Vor gut 1200 Jahren lebte Abu Yusuf Yaqub ibn Ishaq al-Sabbah al Kindi in Bagdad. Seine philosophischen Schriften verhalfen ihm zum Ehrennamen »erster Philosoph der arabischen Welt«, darüber hinaus verfasste er Abhandlungen über Geometrie, Arithmetik, Logik, Physik und Astronomie, selbst über Geografie, Medizin und Kunst.
Islamischer Gelehrter bei der Arbeit

Abu Yusuf Yaqub ibn Ishaq al-Sabbah al Kindi stammt aus einer wohlhabenden und einflussreichen arabischen Familie aus der Region um Kufa (südlich von Bagdad); sein Vater wie auch schon sein Großvater regieren dort als Statthalter des Kalifen. Reichtum und Einfluss der Familie gewährleisten eine umfassende Erziehung, an die sich ein Studium in Bagdad anschließt. Schnell verbreitet sich der Ruf seiner besonderen Gelehrsamkeit, so dass der Kalif Al-Mamun ihn – zusammen mit den drei Banu Musa Brüdern und Mohammed Al-Khwarizmi – in das neu gegründete »Haus der Weisheit« beruft.

Der aufgeklärte Herrscher beauftragt sie mit der Übersetzung wissenschaftlicher Schriften aus verschiedenen Kulturkreisen ins Arabische. Al Kindi beschäftigt sich dabei vor allem mit den philosophischen Schriften der Griechen; aufgrund seines Reichtums ist er in der Lage, die Übersetzer hierfür zu bezahlen – er selbst (obwohl ohne Griechisch-Kenntnisse) kümmert sich darum, die übersetzten Texte zu glätten. Diese Bearbeitungen ergänzt er durch Kommentare, und schließlich entstehen eigene philosophische Schriften, so dass al Kindi später den Ehrennamen »erster Philosoph der arabischen Welt« erhält. Auch unter der Herrschaft des nachfolgenden Kalifen, Al-Mutasim, Bruder von Al-Mamun, kann al Kindi seine Arbeit fortsetzen; er genießt das Vertrauen auch dieses Herrschers und kümmert sich zeitweise sogar um die Erziehung von dessen Sohn Ahmed.
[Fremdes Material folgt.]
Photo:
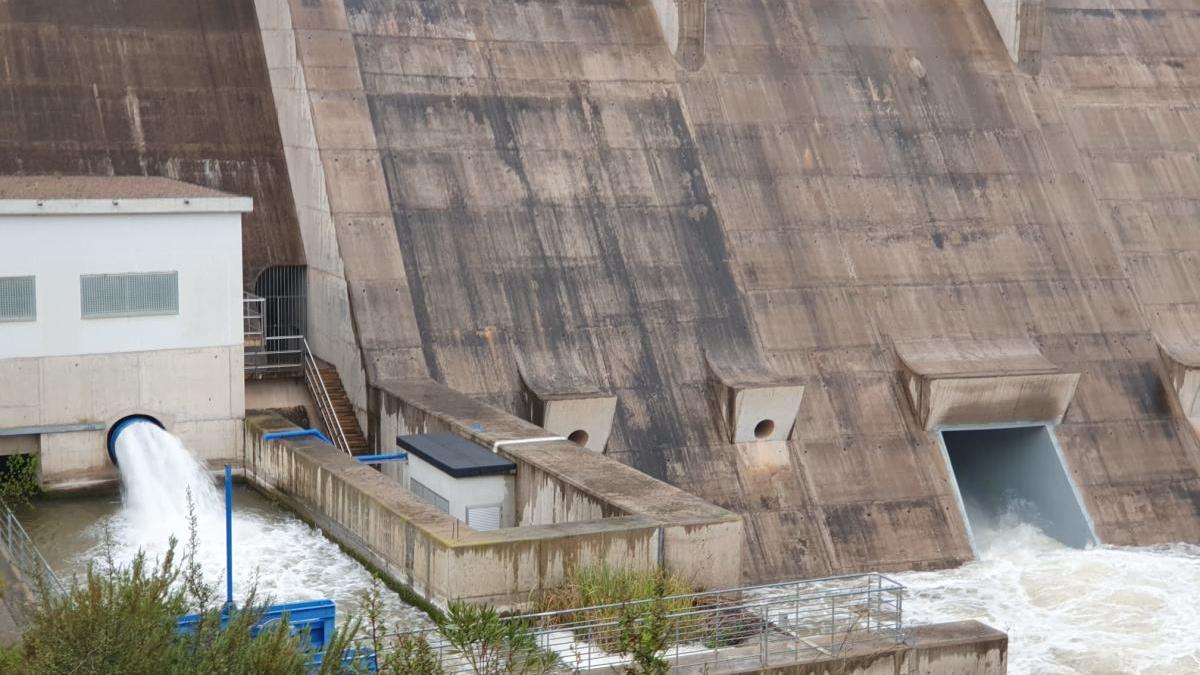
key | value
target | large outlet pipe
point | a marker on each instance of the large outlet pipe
(121, 425)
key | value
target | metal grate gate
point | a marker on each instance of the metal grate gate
(286, 293)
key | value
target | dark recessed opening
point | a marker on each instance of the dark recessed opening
(765, 429)
(1015, 473)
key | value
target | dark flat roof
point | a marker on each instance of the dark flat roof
(455, 455)
(102, 187)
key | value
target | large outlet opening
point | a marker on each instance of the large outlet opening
(1019, 472)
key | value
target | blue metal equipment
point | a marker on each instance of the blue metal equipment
(313, 619)
(297, 432)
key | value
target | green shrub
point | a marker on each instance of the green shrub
(123, 619)
(645, 631)
(492, 645)
(18, 479)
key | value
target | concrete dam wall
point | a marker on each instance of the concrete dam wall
(865, 198)
(174, 88)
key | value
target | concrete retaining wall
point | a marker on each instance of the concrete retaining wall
(965, 647)
(562, 483)
(100, 389)
(423, 547)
Dies ändert sich dramatisch ab dem Jahr 842, als orthodoxe Kalifen an die Macht kommen: Mittel für Forschung und Lehre werden gekürzt, nicht-muslimische Gruppen verfolgt, Synagogen und Kirchen in Bagdad zerstört. Al Kindis Vermögen und seine persönliche Bibliothek werden vorübergehend beschlagnahmt, einige Quellen berichten sogar von einem Kerkeraufenthalt – möglicherweise wird er »nur« Opfer einer Intrige seitens der Banu Musa Brüder.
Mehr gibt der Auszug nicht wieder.